Morte de embalsamador
pode encerrar milenar
tradição de família egípcia

Por Gustave Ascaride Creux
Correspondente

Paris - Com a morte de Farid Gamal Moutaab pode chegar ao fim a milenar tradição de uma família de embalsamadores egípcios, que afirma ter nos faraós a origem de seu negócio.Moutaab, que morreu anteontem em Paris, aos 95 anos, era o patriarca da família e teve entre seus clientes mais famosos dois papas, oito presidentes, cinco mafiosos e dezenas de celebridades cujos nomes são mantidos em sigilo até hoje pela empresa, intitulada My Mummy, com sede na capital francesa e representantes em 14 países.

O segredo do negócio, de acordo com o filho mais velho de Farid, Gamal Asabi, de 77 anos, é absoluta discrição. "Nosso negócio envolve muitas questões delicadas, que vão desde a morte violenta, a comoção da família, até a conservação do corpo, que envolve aspectos bastante pessoais, filosóficos e morais", explica Asabi. "Então, temos que manter tudo dentro da mais discreta e respeitosa tradição.Como explicar para o mortal comum que essa ou aquela família mantém em algum lugar da casa, ou num mausoléu o corpo embalsamado de um parente querido?" Ele garante, porém, que seu pai será sepultado num cemitério francês, como qualquer mortal.

Segundo o filho do patriarca morto anteontem, a decisão de embalsamar uma pessoa traz à tona tantas e tão complicadas questões que sua empresa só aceita a tarefa após quatro dias de negociação com a família, assessorada por dois advogados (um para cada uma das partes), o membro mais idoso e responsável e até um religioso que represente a crença familiar.

"Isso sem falar no custo, que é bastante alto, pois envolve complicada e cara tecnologia. No caso da nossa empresa", explica Asabi, "além da tradição, que remonta aos tempos dos faraós do antigo Egito, até hoje segredo de família desenvolvemos exclusiva e moderna fórmula, usando, entre outros,o formaldeído, que conserva o corpo por muito mais tempo".

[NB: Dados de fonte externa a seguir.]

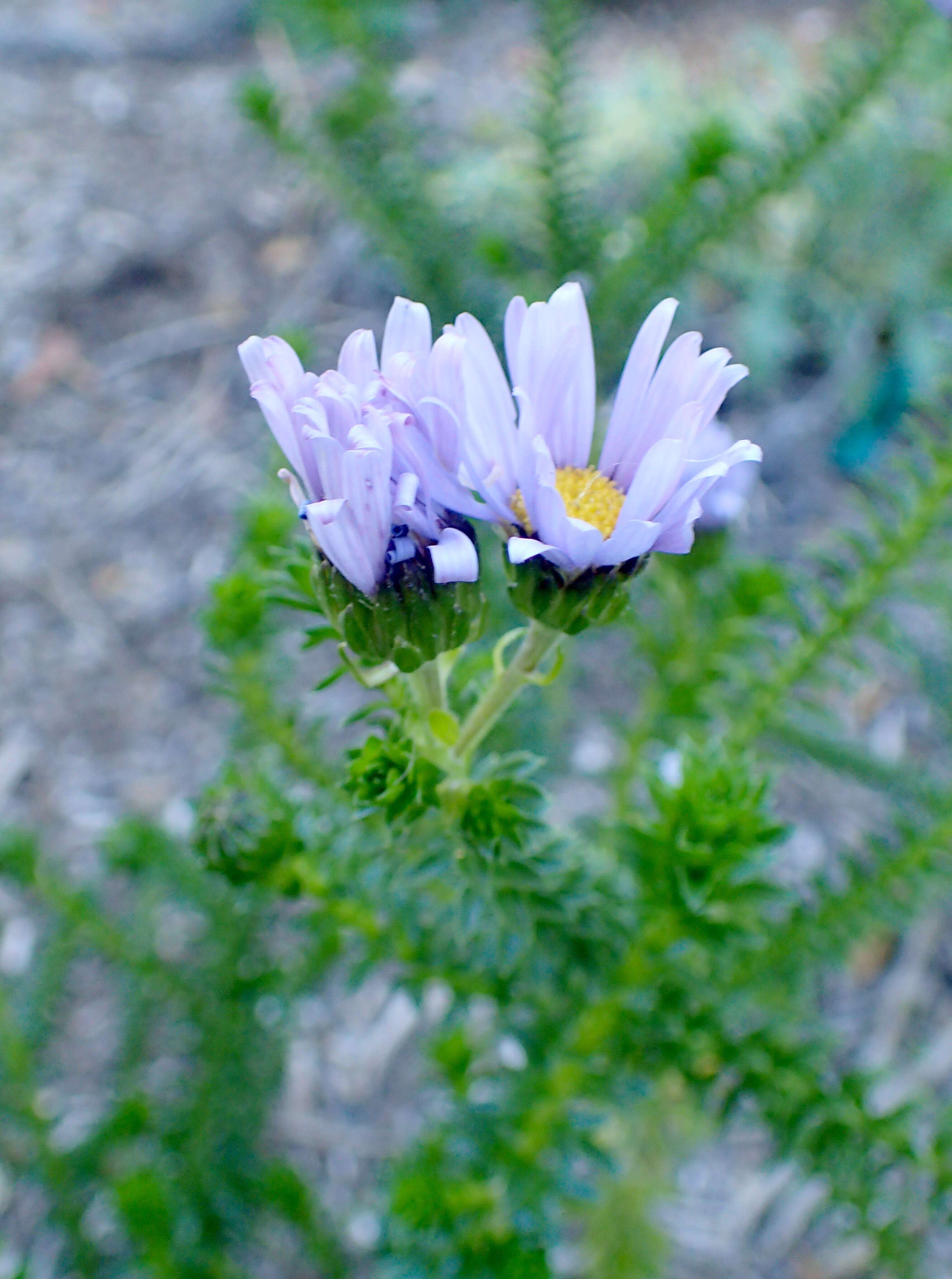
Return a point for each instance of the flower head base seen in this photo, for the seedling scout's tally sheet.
(409, 622)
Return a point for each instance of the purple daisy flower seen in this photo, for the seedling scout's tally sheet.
(537, 477)
(363, 507)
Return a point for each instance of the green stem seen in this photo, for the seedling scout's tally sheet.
(537, 645)
(429, 686)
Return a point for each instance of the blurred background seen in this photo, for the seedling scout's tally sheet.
(161, 200)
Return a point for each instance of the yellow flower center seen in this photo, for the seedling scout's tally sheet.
(588, 495)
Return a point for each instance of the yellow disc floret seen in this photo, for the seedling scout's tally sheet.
(588, 495)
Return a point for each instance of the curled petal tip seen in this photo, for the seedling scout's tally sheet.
(455, 558)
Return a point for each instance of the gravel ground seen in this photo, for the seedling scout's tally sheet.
(144, 231)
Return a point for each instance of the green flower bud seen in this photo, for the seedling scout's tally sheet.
(410, 621)
(593, 598)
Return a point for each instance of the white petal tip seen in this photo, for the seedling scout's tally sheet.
(455, 558)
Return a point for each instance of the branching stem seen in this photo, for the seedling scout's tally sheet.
(537, 645)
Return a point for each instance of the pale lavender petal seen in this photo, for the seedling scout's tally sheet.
(554, 364)
(286, 370)
(626, 423)
(442, 428)
(295, 490)
(716, 394)
(338, 535)
(656, 479)
(665, 397)
(455, 558)
(280, 420)
(324, 513)
(676, 511)
(485, 366)
(523, 549)
(357, 361)
(254, 360)
(366, 485)
(329, 458)
(487, 446)
(408, 331)
(515, 318)
(577, 411)
(339, 412)
(406, 491)
(414, 452)
(408, 378)
(629, 540)
(679, 539)
(491, 428)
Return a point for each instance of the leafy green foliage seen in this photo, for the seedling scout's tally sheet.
(171, 1173)
(387, 773)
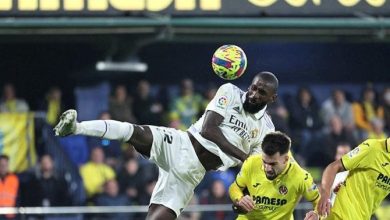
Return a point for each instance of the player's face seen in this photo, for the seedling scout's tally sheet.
(274, 165)
(259, 94)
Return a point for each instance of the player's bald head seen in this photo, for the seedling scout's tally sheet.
(269, 78)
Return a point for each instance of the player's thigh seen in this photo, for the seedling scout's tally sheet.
(157, 212)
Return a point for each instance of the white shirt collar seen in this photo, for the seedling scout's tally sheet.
(258, 115)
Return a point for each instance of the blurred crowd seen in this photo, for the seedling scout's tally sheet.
(113, 174)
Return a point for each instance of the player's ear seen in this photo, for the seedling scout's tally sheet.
(274, 97)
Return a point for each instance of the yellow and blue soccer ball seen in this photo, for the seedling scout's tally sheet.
(229, 62)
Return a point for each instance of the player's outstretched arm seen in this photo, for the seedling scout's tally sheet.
(212, 132)
(326, 184)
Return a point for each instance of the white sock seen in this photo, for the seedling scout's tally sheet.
(107, 129)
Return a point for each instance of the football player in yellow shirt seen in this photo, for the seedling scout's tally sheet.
(366, 185)
(275, 183)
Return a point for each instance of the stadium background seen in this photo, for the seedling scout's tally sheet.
(323, 45)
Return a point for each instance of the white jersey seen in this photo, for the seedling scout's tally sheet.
(242, 129)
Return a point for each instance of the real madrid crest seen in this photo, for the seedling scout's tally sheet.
(254, 133)
(283, 190)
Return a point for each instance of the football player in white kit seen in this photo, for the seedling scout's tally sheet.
(232, 128)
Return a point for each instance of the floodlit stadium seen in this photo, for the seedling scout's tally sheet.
(124, 65)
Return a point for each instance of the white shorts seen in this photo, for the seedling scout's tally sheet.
(180, 170)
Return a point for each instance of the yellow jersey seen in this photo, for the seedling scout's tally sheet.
(367, 183)
(274, 199)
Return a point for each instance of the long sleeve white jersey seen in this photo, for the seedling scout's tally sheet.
(242, 129)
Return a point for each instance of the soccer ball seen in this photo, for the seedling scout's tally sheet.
(229, 62)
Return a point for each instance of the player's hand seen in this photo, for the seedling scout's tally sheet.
(312, 215)
(324, 204)
(246, 203)
(337, 187)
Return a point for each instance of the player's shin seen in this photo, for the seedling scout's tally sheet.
(108, 129)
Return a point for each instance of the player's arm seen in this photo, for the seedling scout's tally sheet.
(311, 193)
(241, 203)
(211, 131)
(328, 177)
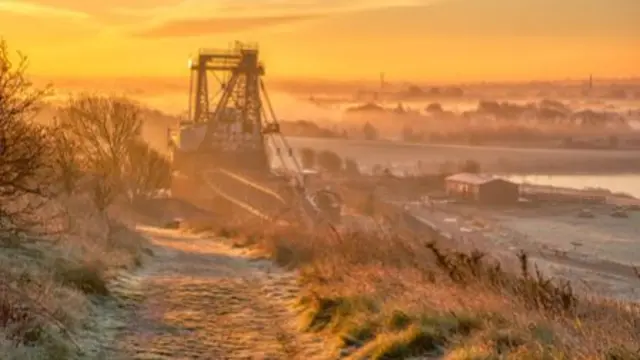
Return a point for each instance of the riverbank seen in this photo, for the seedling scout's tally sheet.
(597, 254)
(432, 158)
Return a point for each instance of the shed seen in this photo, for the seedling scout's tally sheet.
(482, 188)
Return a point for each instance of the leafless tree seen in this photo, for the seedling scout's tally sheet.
(24, 146)
(64, 157)
(103, 130)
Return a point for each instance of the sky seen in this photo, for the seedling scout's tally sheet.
(409, 40)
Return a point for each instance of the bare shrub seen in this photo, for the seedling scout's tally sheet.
(65, 159)
(105, 134)
(147, 171)
(24, 161)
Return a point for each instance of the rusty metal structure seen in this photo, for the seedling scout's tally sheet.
(224, 153)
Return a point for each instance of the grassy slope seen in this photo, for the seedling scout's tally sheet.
(386, 297)
(50, 287)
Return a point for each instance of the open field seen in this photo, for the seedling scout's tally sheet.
(598, 255)
(492, 159)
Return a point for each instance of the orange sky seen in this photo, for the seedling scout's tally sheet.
(439, 40)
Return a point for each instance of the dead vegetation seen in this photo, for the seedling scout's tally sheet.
(60, 242)
(394, 297)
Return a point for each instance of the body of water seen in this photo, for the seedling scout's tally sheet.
(590, 168)
(622, 183)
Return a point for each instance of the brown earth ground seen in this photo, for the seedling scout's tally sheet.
(200, 298)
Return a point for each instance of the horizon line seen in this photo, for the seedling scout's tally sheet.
(342, 81)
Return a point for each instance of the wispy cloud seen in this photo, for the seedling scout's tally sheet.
(193, 17)
(31, 9)
(263, 8)
(196, 27)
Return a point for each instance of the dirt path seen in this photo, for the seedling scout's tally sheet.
(202, 299)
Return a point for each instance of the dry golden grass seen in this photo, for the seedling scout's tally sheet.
(50, 284)
(395, 297)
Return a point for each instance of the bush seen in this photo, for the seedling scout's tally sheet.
(24, 146)
(308, 158)
(147, 172)
(104, 133)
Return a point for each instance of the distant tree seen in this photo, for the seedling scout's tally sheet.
(351, 167)
(147, 171)
(106, 131)
(65, 153)
(370, 132)
(470, 166)
(330, 161)
(434, 108)
(447, 168)
(308, 158)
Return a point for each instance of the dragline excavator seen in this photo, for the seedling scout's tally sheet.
(225, 155)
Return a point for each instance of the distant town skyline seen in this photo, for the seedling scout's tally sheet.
(444, 41)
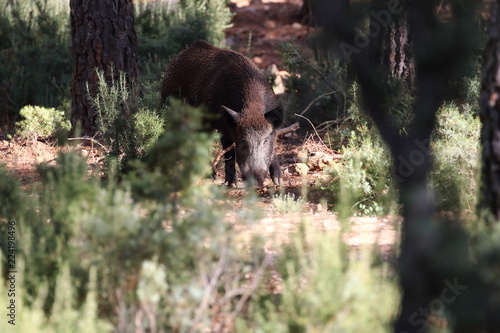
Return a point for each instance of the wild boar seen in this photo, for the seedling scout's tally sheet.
(240, 104)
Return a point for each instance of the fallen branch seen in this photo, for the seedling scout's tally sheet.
(91, 140)
(219, 156)
(314, 128)
(292, 128)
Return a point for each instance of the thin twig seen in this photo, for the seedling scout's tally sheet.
(219, 155)
(292, 128)
(314, 128)
(251, 289)
(91, 140)
(315, 100)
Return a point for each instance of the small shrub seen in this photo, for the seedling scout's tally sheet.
(148, 127)
(325, 288)
(65, 316)
(456, 149)
(41, 122)
(286, 204)
(364, 179)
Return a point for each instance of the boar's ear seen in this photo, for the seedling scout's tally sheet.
(275, 116)
(234, 115)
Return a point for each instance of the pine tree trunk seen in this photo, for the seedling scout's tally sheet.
(490, 118)
(394, 51)
(104, 38)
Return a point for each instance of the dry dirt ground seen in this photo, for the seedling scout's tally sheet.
(265, 24)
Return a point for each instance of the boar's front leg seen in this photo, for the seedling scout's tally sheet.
(275, 171)
(229, 163)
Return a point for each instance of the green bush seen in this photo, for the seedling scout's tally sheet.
(148, 127)
(456, 148)
(35, 52)
(35, 45)
(363, 180)
(41, 122)
(65, 316)
(325, 288)
(286, 204)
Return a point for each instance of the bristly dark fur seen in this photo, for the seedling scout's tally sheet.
(222, 79)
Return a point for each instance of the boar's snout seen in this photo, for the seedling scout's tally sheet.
(255, 177)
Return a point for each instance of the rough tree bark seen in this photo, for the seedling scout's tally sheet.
(490, 118)
(104, 38)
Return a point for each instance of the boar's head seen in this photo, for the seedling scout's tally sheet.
(254, 136)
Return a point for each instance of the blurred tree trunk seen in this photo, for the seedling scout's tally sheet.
(104, 38)
(442, 52)
(490, 118)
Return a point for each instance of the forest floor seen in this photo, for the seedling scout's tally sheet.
(258, 27)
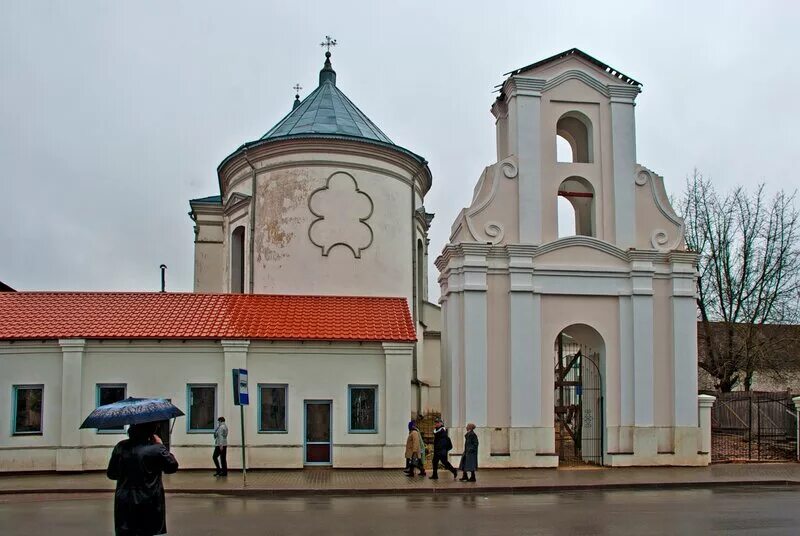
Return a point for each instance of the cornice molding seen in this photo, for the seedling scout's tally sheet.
(235, 202)
(300, 147)
(624, 94)
(586, 241)
(523, 86)
(574, 74)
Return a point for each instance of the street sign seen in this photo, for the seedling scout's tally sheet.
(240, 394)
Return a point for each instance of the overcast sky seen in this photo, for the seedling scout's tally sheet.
(114, 114)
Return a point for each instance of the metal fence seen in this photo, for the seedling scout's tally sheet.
(578, 403)
(753, 426)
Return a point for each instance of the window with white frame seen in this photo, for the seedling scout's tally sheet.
(363, 409)
(202, 405)
(27, 409)
(108, 393)
(272, 408)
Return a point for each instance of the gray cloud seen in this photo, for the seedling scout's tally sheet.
(113, 115)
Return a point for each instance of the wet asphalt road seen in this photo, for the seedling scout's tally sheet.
(735, 510)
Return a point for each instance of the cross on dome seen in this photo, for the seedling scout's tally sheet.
(329, 42)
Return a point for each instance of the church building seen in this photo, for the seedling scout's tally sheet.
(309, 273)
(574, 348)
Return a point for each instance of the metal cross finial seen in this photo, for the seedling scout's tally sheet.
(329, 42)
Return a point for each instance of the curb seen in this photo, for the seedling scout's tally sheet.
(494, 490)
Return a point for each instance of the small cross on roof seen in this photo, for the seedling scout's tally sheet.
(328, 43)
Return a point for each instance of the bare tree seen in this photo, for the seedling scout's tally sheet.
(749, 277)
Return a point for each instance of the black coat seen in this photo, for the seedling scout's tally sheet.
(441, 442)
(469, 461)
(139, 508)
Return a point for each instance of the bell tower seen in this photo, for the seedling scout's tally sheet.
(579, 346)
(591, 106)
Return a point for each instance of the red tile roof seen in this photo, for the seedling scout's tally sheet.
(141, 315)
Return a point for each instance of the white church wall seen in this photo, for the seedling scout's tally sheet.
(30, 363)
(288, 261)
(165, 369)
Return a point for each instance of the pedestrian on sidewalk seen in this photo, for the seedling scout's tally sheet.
(221, 447)
(469, 460)
(136, 464)
(441, 446)
(414, 450)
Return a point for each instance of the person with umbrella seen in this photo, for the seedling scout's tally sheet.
(137, 464)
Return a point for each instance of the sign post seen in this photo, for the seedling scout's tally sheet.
(241, 398)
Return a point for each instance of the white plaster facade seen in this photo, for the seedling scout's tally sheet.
(625, 285)
(323, 215)
(70, 371)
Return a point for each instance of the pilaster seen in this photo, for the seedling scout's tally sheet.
(623, 143)
(524, 139)
(70, 455)
(235, 356)
(642, 272)
(475, 334)
(627, 384)
(397, 398)
(684, 343)
(525, 335)
(705, 403)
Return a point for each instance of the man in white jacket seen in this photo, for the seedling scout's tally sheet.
(221, 447)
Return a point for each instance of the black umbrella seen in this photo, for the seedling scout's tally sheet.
(131, 411)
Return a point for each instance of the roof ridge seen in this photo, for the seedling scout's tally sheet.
(367, 122)
(189, 293)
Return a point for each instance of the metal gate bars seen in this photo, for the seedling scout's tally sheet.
(578, 403)
(753, 426)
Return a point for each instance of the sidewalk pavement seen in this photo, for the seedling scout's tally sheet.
(393, 482)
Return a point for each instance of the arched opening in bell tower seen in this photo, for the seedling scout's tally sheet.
(579, 206)
(576, 130)
(579, 352)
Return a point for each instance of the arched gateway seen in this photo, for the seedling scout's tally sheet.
(615, 304)
(579, 353)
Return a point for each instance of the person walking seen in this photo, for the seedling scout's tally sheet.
(137, 464)
(414, 452)
(441, 446)
(469, 461)
(221, 447)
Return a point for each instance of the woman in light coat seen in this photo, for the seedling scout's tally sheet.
(469, 461)
(414, 450)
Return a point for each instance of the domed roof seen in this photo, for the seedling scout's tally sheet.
(327, 111)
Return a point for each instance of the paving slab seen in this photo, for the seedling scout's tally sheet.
(390, 482)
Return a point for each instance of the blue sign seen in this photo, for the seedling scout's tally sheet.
(240, 395)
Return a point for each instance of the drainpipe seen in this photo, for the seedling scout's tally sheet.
(252, 220)
(417, 316)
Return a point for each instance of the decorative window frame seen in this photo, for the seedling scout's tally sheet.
(98, 386)
(285, 387)
(350, 408)
(15, 388)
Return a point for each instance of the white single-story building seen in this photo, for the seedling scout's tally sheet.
(329, 376)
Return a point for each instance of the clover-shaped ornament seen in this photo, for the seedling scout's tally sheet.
(341, 211)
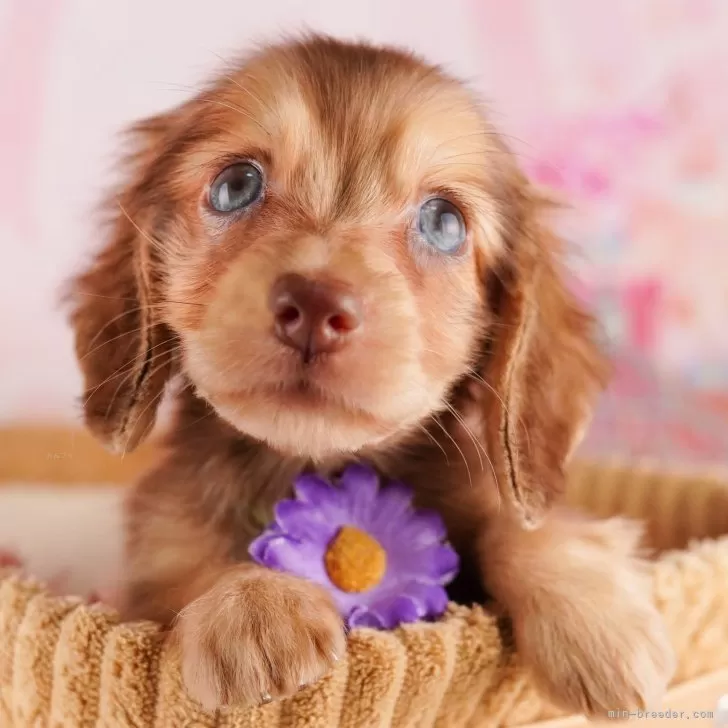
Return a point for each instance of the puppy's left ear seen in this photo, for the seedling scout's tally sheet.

Mas o milenar negócio de embalsamar está ameaçado de chegar ao fim. Aos 77 anos, Asabi diz que está velho e cansado e vai se aposentar no fim do ano. Seu único filho, Gamal Garid, de 43 anos, é escritor, cineasta e teatrólogo e nunca se interessou pela ocupação da família. "Meu pai que me perdoe, jamais gostei da profissão. Me assusta e me deprime e nunca quis segui-la", ele afirma,

Mafioso sorridente

O próprio Asabi confessa que a ocupação do falecido pai e de seus ancestrais sempre o assustou também e revela que, se a seguiu, foi por imposição do pai.Sempre discreto em revelar o nome dos clientes, Asabi diz que a questão é delicada e bastante pessoal, pois além do sigilo natural de sua empresa, há também uma cláusula no contrato de embalsamamento que prevê multas milionárias para aqueles que revelem, sem autorização, o nome dos clientes.

Asabi confidencia, porém, uma indiscrição envolvendo antigo cliente, cujo corpo foi embalsamado e cujo nome não revela. "Foi um chefão do crime de Nova York, homem duro, cruel, de feições ameaçadoras, que morreu violentamente aos 79 anos, em 1959. A família nos pediu um esforço para amenizar e minimizar o histórico cruel desse mafioso, que faleceu como viveu, violenta e amargamente. Foi um dos nossos clientes mais difíceis. Para atender aos familiares, meu pai levou 15 dias para colocar no rosto do cadáver embalsamado um sorriso amável e civilizado. E quer saber? O mafioso ficou com cara de um santo sorridente, graças ao meu pai. Acho que foi o melhor e mais difícil trabalho da vida dele".